May 6, 2026 - Posted In: Painting

Over the past year my paintings have become increasingly shaped by trust in the unconscious. Rather than beginning with a fixed narrative or resolved composition, I start with fragments — a figure, an animal, a gesture, a symbol, a colour relationship — and allow the work to unfold through association, intuition and response. The paintings emerge slowly, often surprising me, as if they already exist somewhere beneath language and conscious intention.

Jungian thought has been an important influence in this process, particularly the idea that the psyche speaks through symbol, dream, projection and image. I am interested in how painting can function as a form of active imagination: a meeting place between conscious awareness and the deeper, less rational layers of the self. The figures that appear are not illustrations of theories, nor are they fixed identities. They feel more like psychic presences — parts of the self, fragments of memory, instinctive energies, ancestral echoes or emotional states asking to be recognised.

Animals recur frequently in the work: wolves, birds, deer, snakes, dogs, hybrid creatures. They act as carriers of instinct and transformation, moving between tenderness and danger, vulnerability and protection. Human figures often appear alongside skeletal forms, flowers, suns, masks or ritualistic motifs. Life and death coexist naturally in these paintings. I am less interested in literal meaning than in creating an emotional and symbolic atmosphere that feels psychologically true.

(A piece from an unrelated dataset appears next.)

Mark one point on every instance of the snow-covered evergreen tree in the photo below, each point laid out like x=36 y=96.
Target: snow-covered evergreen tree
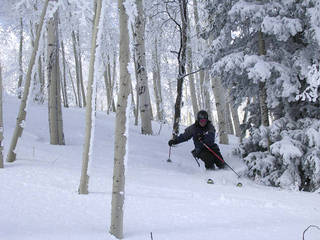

The paintings are rooted in a desire to give the unconscious a believable presence — something I can sit with rather than explain away. Painting becomes a way of allowing what is hidden, fragmented or disowned to enter into relationship with the visible world. In Jungian terms, many of these images relate to shadow material: aspects of the self that are vulnerable, unruly, instinctual, grieving or excluded. But there is also humour, absurdity and play. The works are not solely dark; they are attempts at integration.

I think of these paintings as spaces where different parts of the psyche can coexist without needing immediate resolution. Through the act of making, figures that initially feel strange or unfamiliar gradually become companions. There is a sense of recognition in this process — of disparate parts “coming home” to one another.

My interest in folk art, fairytale, mythology and children’s imagery also informs the work. I am drawn to visual languages that carry emotional truth symbolically rather than literally. The directness of these traditions allows difficult psychological material to remain open, poetic and alive.

Ultimately these paintings are less about certainty than about relationship: learning to remain present with ambiguity, contradiction and emotional depth. They are acts of listening as much as acts of creation.